Statistical Evidence: The Condition of Female Earning and Freedom
A study conducted by the National Sample Survey Office showed that women currently earn 28% less than their male counterparts in the corporate industry. Given that this is the 21st century, it’s appalling that in the 75th year of independence, women still aren’t treated as equals.
The World Inequality Report of 2022 reported an overwhelming majority of 82% of the labor income brought in by men, while women brought in 18%. The COVID-19 pandemic furthered this pay gap, as women were designed to domesticate even more than before, while the men stealthily stepped out to make a living for their families.
Women may have begun to create a place for themselves in the workplace, but they are still restricted to positions that do not extend higher to leadership. While it may differ depending upon the industry, in general, women face a more significant obstacle, which no man will ever face: society’s domesticity imposition.
A Socially Gilded Cage: Acceptance for Silence
For centuries, women have been confined to the walls of their homes, churning out comfortable home lives for their families. Social institutions still consider women as the breadmakers.
A young woman who is dedicated to her job would frequently receive remarks from her family regarding marriage, and should she decline to pursue a career, some choice terms are reserved for her in the workplace- ‘high strung’, ‘cold’, and many others.
A man who is dedicated to his job and doesn’t think about marriage is committed; a woman who is dedicated to her job would be questioned at every step. If a woman was about to get married and think about having a family, executives would think twice before giving her a promotion, fearing she may choose her family over the job, and as such, her career stagnates, and she eventually transitions into a homemaker.

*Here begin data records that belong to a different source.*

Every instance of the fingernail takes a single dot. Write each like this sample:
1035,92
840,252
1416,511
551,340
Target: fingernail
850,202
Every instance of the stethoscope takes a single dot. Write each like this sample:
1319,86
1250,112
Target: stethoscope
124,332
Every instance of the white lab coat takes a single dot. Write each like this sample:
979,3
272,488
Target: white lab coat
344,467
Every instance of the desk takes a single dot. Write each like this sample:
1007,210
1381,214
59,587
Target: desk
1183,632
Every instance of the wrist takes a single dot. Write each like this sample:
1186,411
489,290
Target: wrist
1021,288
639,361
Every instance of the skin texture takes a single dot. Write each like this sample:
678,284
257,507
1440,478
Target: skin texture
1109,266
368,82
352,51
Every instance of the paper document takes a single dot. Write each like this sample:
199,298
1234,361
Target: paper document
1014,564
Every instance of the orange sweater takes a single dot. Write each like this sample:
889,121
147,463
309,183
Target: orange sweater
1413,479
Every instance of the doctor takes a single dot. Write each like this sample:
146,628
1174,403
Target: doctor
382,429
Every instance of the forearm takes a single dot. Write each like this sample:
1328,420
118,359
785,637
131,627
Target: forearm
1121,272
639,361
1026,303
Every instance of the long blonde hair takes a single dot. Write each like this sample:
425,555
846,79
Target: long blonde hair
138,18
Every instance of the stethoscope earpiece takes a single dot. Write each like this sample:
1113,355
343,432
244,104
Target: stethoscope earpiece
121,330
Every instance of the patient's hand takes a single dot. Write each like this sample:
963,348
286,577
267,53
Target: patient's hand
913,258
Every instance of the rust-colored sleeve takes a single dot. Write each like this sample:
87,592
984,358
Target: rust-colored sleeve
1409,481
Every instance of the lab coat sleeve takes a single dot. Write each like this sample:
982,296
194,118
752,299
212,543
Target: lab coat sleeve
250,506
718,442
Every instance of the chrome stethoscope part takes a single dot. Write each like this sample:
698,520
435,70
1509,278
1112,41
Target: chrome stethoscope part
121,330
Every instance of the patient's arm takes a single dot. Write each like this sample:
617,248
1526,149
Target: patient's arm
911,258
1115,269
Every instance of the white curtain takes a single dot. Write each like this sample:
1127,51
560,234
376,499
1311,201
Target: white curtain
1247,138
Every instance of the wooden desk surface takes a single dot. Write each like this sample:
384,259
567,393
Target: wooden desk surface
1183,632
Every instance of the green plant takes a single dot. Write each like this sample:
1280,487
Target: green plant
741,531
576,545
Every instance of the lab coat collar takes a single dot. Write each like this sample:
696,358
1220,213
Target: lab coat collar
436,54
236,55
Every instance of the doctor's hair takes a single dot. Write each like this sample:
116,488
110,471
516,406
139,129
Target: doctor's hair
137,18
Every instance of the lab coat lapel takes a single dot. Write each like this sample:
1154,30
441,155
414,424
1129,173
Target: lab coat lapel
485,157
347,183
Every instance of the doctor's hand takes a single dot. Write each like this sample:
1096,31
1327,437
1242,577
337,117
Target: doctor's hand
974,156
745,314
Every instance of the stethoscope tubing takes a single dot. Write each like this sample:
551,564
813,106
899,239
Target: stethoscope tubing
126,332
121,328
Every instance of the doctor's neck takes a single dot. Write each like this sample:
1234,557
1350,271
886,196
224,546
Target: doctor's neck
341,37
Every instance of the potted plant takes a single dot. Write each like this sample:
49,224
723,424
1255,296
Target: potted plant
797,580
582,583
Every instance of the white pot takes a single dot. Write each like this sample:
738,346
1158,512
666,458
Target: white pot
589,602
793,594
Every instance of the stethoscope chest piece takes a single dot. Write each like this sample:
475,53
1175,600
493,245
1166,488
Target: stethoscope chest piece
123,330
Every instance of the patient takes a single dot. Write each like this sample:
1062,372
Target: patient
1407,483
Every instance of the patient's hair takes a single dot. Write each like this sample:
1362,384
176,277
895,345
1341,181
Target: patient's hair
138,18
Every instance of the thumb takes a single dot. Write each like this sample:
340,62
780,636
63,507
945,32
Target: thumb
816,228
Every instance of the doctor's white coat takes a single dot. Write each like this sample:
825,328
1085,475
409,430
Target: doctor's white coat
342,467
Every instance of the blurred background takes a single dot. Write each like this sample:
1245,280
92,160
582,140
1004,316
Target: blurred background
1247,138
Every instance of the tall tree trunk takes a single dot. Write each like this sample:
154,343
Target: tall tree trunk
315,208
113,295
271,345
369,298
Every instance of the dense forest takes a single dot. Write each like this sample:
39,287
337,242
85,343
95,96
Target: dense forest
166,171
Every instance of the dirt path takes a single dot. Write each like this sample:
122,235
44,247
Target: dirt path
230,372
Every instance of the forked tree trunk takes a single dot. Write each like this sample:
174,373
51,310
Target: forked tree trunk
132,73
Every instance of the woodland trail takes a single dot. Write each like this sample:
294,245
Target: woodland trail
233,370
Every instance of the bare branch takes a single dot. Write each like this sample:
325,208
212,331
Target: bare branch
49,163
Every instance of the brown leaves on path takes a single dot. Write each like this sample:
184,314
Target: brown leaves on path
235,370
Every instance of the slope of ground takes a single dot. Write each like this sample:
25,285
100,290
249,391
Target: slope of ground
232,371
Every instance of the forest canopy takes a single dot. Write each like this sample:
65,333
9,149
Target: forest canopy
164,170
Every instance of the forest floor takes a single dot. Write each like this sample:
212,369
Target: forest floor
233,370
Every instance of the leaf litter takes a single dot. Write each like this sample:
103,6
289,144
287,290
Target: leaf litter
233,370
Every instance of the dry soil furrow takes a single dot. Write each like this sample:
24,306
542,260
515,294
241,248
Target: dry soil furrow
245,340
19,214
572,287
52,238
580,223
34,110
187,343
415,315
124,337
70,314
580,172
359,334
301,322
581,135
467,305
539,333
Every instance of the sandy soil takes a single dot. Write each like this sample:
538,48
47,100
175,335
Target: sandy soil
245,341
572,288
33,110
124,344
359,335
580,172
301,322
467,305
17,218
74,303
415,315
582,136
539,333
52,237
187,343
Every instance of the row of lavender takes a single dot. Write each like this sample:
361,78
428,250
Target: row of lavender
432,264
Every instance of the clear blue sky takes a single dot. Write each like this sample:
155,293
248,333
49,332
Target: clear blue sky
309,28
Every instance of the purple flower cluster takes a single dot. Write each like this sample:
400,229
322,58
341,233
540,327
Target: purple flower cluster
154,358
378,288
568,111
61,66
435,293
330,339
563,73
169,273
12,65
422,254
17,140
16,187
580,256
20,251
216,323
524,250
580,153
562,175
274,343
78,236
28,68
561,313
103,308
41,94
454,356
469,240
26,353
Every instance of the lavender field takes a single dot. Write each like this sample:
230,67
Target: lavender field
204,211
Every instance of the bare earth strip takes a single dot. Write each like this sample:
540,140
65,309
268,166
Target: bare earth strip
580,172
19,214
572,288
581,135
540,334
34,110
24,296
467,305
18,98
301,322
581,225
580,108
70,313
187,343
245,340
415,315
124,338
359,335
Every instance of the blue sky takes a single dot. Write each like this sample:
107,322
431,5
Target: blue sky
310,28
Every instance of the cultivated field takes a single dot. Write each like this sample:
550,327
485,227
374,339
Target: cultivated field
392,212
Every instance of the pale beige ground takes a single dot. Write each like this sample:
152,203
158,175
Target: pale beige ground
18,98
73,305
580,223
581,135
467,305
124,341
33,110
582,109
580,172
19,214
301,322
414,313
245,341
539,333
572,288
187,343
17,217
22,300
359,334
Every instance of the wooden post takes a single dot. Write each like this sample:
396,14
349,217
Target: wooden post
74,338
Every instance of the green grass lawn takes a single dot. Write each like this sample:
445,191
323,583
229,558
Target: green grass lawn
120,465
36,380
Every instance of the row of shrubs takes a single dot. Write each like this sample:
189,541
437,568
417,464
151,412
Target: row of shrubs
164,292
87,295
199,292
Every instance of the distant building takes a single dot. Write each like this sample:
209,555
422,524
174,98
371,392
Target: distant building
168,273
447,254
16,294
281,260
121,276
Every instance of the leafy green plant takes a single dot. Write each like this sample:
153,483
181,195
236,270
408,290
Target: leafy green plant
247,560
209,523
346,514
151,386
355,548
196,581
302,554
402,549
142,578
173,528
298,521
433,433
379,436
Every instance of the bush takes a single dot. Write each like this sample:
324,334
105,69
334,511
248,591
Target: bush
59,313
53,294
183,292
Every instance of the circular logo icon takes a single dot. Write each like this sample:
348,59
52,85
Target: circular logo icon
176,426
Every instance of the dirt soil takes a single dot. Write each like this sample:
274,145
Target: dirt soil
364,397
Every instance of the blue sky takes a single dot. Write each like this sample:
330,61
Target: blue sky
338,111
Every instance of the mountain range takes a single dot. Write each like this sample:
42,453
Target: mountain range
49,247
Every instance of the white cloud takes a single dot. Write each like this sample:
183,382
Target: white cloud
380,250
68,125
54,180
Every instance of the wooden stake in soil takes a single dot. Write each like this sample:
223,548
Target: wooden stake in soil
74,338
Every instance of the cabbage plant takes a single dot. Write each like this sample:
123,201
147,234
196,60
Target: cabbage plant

Labels make or break people in the corporate world, and they are harsher and colder on women trying to carve out their roles as leaders.
We Need to Do Better
Obstacles like these make it difficult for women to hold down a job, let alone gain professional mobility. Powerful women such as Indra Nooyi, Leena Nair, Falguni Nayar, and many others inspire young girls to be themselves and work for their futures.
But futures like these are paved with problems because of their gender. It is up to the leaders of today to shed these stereotypes, and discriminatory and inflammatory practices, work to create a more equal world for everyone, and uplift those who are not as fortunate.